Unified Type C PHYs and top-level port management

Hector Martin <marcan@xxxxxxxxx> · Tue, 14 Jan 2025 21:32:11 +0900

Hi all,

We're implementing Type C port support for Apple systems and we're
running into impedance mismatches with the existing Linux subsystems. I
want to throw a quick overview of the problem here and see if we can
come up with solutions.

The short version is that Linux has a pile of (sub)subsystems that deal
with multiple aspects of coordinating Type C port behavior:

- USB role switch
- USB host
- USB gadget
- Type C mux
- Type C PD
- DRM/etc for DisplayPort
- USB4/Thunderbolt (not even going there yet)
- Individual PHYs for everything

This evolved from, and is largely designed for, systems built from
discrete components (separate USB3 controller, DP controller, external
mux, PD stuff, etc.)

What we actually on Apple systems is:

- An external I2C USB-PD controller that handles the entire PD protocol
and negotiation autonomously. We don't even get to pick the altmode, it
does all the policy on its own and there is no override (we looked).
- USB3/4/DP retimer and eUSB2 level shifter chips (not muxes) that are
managed by the external USB-PD controller over I2C, invisible to Linux.
- A single, unified, shared PHY (atcphy) that handles *everything*:
USB2, USB3, DP, USB4/TBT, depending on configuration. It presents
discrete interfaces to the DP, TBT, and USB controllers behind it.
- A dwc3 controller per unified PHY, with host and device modes. Its
USB3 PIPE interface can be switched (via registers in the PHY side, not
the dwc3 side) between a dummy PHY, the USB3 PHY, or a virtual PHY that
does USB4 tunneling.
- A set of display controllers that are separate from the ports/PHYs
- A DisplayPort router that can pair a display controller with a given
unified PHY's physical DisplayPort interface, or one of two tunnels over
TBT/USB4. The display controllers are n:m matched to the ports, they are
not 1:1 (there may be fewer display controllers than ports).
- The whole TBT/USB4 PCIe stuff which winds up in a PCIe root port
controller per port/PHY (not going to consider this for now, leaving
that for later).

The current approach we have is a mess. The tipd driver (which manages
the PD controller) directly does the role switching and mux calls. The
role switching triggers dwc3 to asynchronously switch modes. Meanwhile
the mux calls end up at our PHY driver which tries to reconfigure
everything for the given lane mode. But since PHY configuration also has
to negotiate with dwc3, it also acts as a PHY for that (two, actually,
USB2 and USB3). However, the callbacks from dwc3 are all over the place,
and we end up having to do things like handle USB3 configuration from
the USB2 PHY callbacks because that happens to be the correct timing to
make it work. Meanwhile DRM/DisplayPort is its own thing that is mostly
asynchronous to everything else, only reacting to HPD, and we haven't
even gotten to the dynamic assignment of display controllers to ports
yet (that's a story for another day).

To give an example of one of the quirks: Thanks to the USB-IF's
amazingly braindead stateful and non-self-synchronizing eUSB2 protocol,
we need to fully reset the dwc3 controller every time there is a hotplug
event on the port from the PD controller. Otherwise USB2 breaks, since
the PD controller will reset the eUSB2 level shifter on unplug and dwc3
and the paired eUSB2 PHY can't recover from that without a full reset.

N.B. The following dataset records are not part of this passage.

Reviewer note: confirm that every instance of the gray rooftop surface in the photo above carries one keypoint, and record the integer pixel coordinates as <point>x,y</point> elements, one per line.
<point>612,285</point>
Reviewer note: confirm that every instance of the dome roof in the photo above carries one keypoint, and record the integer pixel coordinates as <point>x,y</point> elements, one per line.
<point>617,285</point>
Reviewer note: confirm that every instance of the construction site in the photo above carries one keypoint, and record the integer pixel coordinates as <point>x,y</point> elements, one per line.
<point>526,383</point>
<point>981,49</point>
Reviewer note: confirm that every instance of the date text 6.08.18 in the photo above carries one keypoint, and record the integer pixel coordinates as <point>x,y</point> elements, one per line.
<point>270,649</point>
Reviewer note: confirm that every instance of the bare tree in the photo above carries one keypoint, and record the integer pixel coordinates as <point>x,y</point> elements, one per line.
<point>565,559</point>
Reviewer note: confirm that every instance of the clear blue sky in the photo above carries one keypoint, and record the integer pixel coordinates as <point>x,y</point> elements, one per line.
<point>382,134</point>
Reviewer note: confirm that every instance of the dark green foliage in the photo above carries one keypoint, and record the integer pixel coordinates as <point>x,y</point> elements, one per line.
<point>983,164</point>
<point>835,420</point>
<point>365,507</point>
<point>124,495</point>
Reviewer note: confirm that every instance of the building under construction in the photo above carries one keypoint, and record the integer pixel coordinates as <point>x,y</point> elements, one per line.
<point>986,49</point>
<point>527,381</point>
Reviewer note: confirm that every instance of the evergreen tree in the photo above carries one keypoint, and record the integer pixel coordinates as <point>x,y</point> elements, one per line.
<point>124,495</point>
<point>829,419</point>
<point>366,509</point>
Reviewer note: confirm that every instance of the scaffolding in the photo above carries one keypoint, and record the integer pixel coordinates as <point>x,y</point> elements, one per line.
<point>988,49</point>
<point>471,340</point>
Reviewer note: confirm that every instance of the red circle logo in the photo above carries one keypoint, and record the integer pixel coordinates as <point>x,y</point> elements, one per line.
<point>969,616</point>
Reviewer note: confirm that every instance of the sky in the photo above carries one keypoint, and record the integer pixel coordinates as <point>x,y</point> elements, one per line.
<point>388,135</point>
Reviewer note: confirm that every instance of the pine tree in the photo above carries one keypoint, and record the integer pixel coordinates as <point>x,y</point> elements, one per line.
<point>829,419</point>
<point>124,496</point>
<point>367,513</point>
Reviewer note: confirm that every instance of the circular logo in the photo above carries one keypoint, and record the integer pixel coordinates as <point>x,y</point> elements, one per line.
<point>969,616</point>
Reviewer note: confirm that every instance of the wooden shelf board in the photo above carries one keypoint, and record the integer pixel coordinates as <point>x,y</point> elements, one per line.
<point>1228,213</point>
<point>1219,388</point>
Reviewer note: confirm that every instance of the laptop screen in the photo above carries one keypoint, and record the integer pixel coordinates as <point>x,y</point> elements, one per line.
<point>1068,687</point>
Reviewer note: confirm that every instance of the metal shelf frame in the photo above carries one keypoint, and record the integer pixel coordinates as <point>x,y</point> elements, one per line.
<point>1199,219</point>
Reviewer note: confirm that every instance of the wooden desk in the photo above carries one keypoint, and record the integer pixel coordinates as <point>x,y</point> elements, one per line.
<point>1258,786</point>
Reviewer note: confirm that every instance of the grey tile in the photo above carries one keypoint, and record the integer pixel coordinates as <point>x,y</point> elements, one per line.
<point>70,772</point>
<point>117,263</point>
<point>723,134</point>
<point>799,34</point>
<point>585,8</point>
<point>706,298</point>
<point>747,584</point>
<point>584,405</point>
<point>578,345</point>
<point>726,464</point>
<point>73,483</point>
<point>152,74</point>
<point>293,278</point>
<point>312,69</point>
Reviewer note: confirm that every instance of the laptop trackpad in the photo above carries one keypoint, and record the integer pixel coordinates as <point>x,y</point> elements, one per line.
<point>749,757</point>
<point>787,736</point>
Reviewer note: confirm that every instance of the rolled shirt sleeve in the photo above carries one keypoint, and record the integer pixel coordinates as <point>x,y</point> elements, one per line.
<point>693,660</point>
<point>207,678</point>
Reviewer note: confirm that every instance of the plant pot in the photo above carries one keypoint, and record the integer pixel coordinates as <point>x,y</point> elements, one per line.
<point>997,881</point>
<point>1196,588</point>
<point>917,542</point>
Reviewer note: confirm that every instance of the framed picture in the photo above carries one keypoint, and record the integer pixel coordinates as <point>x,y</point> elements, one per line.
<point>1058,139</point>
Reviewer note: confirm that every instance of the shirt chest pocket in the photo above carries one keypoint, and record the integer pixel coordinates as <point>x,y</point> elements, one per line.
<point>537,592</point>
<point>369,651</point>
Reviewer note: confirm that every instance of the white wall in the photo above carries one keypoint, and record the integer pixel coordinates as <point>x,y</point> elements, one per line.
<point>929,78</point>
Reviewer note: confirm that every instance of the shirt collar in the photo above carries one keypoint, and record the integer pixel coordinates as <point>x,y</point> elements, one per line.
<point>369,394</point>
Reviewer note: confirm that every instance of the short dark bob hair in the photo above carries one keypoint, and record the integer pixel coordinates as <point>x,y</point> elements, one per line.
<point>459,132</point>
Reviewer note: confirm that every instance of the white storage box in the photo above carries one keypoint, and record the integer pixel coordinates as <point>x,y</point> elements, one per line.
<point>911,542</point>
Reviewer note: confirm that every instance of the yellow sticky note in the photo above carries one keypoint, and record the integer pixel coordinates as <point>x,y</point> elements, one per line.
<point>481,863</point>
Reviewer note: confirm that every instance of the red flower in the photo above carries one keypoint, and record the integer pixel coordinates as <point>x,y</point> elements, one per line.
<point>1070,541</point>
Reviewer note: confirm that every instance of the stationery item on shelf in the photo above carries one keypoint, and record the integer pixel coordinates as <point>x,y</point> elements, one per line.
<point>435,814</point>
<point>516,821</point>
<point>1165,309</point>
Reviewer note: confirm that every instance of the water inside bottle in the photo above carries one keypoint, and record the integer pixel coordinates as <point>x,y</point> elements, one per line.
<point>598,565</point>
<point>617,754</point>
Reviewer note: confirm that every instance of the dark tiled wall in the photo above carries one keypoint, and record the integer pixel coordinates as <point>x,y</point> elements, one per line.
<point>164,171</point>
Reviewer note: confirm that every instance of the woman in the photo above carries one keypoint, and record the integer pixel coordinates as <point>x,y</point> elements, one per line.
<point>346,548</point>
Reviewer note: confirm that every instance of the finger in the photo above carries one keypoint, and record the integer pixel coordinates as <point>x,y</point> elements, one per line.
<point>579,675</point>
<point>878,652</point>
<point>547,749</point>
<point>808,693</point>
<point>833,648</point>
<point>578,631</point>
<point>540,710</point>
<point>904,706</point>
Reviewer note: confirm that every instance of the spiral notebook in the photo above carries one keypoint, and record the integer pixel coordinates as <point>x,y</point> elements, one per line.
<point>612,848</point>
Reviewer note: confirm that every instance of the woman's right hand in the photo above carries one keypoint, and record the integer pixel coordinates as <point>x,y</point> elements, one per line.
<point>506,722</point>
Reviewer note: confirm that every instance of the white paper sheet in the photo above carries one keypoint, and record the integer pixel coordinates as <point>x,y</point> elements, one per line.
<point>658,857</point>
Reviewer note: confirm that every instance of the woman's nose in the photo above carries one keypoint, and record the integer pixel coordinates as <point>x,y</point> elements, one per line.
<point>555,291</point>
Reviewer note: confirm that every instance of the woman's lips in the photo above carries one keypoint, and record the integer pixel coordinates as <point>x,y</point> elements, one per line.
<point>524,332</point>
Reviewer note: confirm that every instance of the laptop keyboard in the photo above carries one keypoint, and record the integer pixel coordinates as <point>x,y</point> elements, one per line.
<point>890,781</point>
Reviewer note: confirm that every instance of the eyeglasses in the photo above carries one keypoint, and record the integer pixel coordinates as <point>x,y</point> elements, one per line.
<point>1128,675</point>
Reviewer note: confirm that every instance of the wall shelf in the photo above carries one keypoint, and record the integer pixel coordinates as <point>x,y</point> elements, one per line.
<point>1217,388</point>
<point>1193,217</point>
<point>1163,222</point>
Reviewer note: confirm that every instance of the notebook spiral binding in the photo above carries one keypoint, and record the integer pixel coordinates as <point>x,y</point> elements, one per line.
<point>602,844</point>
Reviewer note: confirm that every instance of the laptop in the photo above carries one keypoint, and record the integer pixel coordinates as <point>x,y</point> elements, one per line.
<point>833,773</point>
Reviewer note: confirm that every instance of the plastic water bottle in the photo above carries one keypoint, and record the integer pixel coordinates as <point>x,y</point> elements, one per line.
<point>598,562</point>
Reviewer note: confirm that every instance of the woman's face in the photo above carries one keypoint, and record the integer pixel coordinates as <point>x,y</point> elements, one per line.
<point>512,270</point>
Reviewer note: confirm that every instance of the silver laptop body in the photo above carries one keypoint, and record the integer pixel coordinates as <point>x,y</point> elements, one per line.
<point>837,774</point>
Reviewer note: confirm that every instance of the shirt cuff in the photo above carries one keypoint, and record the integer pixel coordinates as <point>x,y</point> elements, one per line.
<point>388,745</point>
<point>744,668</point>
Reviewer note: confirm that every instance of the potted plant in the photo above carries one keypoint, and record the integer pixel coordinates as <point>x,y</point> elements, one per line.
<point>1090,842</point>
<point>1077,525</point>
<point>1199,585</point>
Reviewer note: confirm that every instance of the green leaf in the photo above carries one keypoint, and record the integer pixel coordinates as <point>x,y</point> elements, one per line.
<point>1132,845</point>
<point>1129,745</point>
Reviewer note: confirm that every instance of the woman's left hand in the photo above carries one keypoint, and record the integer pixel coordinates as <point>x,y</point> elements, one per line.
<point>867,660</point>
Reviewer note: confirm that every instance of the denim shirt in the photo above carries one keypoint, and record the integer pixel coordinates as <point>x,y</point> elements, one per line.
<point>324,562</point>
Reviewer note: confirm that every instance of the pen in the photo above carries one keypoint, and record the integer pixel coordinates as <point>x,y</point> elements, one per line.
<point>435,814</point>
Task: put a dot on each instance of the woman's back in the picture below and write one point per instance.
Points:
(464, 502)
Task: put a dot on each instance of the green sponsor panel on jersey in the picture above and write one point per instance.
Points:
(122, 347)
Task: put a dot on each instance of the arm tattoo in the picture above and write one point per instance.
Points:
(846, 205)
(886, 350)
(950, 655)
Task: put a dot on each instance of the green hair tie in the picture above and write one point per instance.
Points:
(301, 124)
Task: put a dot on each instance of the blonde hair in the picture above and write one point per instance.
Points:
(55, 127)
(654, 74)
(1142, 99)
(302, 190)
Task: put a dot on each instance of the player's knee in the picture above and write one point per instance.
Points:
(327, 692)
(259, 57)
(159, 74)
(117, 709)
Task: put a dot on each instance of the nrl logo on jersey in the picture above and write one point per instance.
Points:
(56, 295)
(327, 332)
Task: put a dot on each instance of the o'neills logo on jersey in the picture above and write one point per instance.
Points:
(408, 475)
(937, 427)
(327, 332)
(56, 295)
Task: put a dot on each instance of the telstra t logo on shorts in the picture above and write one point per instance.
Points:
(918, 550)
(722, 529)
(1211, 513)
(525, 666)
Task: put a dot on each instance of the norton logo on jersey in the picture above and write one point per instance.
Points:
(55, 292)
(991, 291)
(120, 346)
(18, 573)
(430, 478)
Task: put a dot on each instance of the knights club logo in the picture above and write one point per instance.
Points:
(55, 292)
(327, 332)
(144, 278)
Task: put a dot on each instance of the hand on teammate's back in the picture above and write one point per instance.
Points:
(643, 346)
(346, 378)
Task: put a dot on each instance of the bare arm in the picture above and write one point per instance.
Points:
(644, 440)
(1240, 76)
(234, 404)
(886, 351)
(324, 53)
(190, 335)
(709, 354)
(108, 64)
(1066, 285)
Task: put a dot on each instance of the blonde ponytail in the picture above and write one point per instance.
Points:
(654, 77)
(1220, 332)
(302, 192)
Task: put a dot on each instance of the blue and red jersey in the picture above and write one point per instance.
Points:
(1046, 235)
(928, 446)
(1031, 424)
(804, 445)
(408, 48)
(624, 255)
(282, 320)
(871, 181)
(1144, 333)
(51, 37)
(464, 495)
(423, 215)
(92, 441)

A further complication is we do not have documentation for any of this.
The PHY setup is all reverse engineered. That means all we can do is
replicate the same register operations that macOS does, and then we have
to *guess* how to fit it into Linux, and what can be moved around or
reordered or not. There is no way to know if any given Linux
implementation is correct and reliably configures the PHY, other than
trial and error, unless we can exactly replicate what macOS does (which
is infeasible in Linux today because the cross-driver sync points aren't
in the same places, e.g. dwc3 and its phy callbacks do not match the
interleaving of PHY register writes and dwc3 register writes in macOS).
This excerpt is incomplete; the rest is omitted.